Buy farms, not flats

Are property taxes too low or too high? A tweet from The Daily Mail’s Becky Barrow reminded me this week to check just how today’s taxes fare against those in the pre-council tax days.

Becky notes stamp duty hasn’t “always been a rip off”. In 1992, it was charged at a mere 1% on all houses sold for more than £30,000. But the thing about taxes in the UK is that there is usually a good amount of give and take.

The UK’s tax take is always knocking around between 33% and 36% of GDP. That’s rather lower than public spending (which is a shame…), but no government has managed to push it any higher, or shown much inclination to allow it to go lower.

So, one way or another, the rise in stamp duty is likely to have been matched by a fall in another property tax.

Which one? It’s pretty much what we used to call rates (the modern equivalent is council tax). Rates, abolished in 1990 after the dismal poll tax experiment, were based on the imputed rent for any given house.

They were both relatively high and much hated: as far back as 1907, British historian George Trevelyan complained that “the rates are one of the highest and the worst taxes under which Englishmen… have ever groaned”. Was it really that bad?

Let’s look at one small London house to see. In 1985, 2 Gaspar Mews in South Kensington sold for £180,000. Its sale particulars show that the annual rates payment at the time was £1,139 – 0.63% of its market price. Inflation-adjust £1,139 and you get £2,925.64 today.

Now guess what you would pay in council tax on 2 Gaspar Mews today. It is £1,786. A mere 60% of what the absolute level of tax used to be. Now look at the relative tax rates. The house is worth around £1.6m now.

So, its annual property tax comes in at not 0.63% of its market price, but just over 0.1%. Relative to the value of the house, the annual levy has collapsed (as for that matter has the ability of councils to collect local revenues).

Look at it like that, and suddenly paying 5% in stamp duty when you buy a South Kensington mews house doesn’t seem so big a deal.

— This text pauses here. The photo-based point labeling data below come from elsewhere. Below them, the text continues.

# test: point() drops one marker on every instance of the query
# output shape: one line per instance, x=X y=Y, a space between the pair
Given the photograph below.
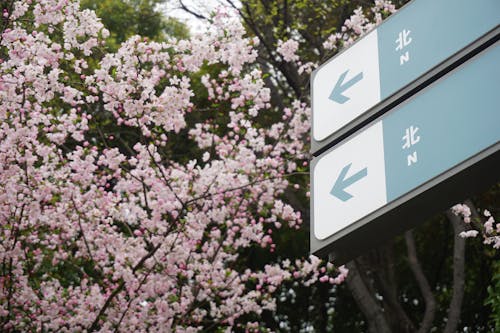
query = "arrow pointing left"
x=338 y=189
x=341 y=86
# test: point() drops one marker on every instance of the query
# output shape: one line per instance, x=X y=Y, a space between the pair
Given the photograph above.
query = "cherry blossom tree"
x=105 y=233
x=134 y=184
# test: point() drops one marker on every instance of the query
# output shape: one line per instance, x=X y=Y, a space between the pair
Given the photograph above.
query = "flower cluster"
x=486 y=226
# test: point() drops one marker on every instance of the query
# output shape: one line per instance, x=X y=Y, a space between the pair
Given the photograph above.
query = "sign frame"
x=438 y=193
x=439 y=69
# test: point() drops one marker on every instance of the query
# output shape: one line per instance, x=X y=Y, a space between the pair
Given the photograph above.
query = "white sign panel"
x=349 y=182
x=345 y=88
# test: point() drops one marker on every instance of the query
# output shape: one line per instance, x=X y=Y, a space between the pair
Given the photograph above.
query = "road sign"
x=446 y=124
x=419 y=37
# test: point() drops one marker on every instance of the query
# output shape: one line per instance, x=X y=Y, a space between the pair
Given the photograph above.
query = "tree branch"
x=458 y=273
x=423 y=284
x=374 y=315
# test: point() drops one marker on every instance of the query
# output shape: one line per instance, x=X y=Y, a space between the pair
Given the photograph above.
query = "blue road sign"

The change might also help us make sense of the rise in house prices in the UK since 1990.

We tend to think that the biggest thing affecting house prices is the cost (and availability) of credit. But that’s largely because, today, that is the main cost of owning a house.

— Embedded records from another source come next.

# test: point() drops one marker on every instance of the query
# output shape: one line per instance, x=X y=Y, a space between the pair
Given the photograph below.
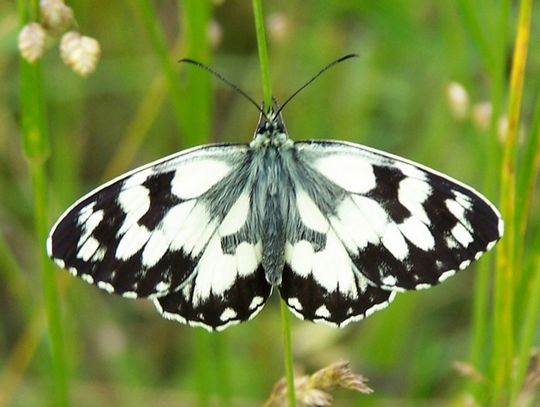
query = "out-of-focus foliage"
x=394 y=97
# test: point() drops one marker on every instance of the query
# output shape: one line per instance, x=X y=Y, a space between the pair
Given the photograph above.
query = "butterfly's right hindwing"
x=158 y=230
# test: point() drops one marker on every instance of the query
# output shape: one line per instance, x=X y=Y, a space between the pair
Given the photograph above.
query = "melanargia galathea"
x=337 y=227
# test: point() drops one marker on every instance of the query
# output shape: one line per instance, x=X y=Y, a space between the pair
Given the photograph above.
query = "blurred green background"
x=138 y=107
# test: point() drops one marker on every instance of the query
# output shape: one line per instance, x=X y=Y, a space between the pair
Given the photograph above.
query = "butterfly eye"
x=336 y=227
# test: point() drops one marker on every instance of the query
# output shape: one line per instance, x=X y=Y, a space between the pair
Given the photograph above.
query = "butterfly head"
x=271 y=129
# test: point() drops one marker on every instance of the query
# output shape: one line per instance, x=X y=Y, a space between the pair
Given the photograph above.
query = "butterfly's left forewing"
x=383 y=224
x=166 y=231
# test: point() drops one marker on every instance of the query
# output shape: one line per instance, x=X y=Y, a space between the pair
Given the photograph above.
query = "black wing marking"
x=372 y=224
x=404 y=226
x=142 y=234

However, the collapse in annual property taxes must surely have played a part here too over the past 25 years: if the cost of owning an asset falls substantially, then it should be no surprise that the market price of that asset rises.

It works the other way too, of course, something London buyers might like to bear in mind as the rhetoric around mansion taxes steps up. Perhaps those with spare cash should be buying farms instead of flats?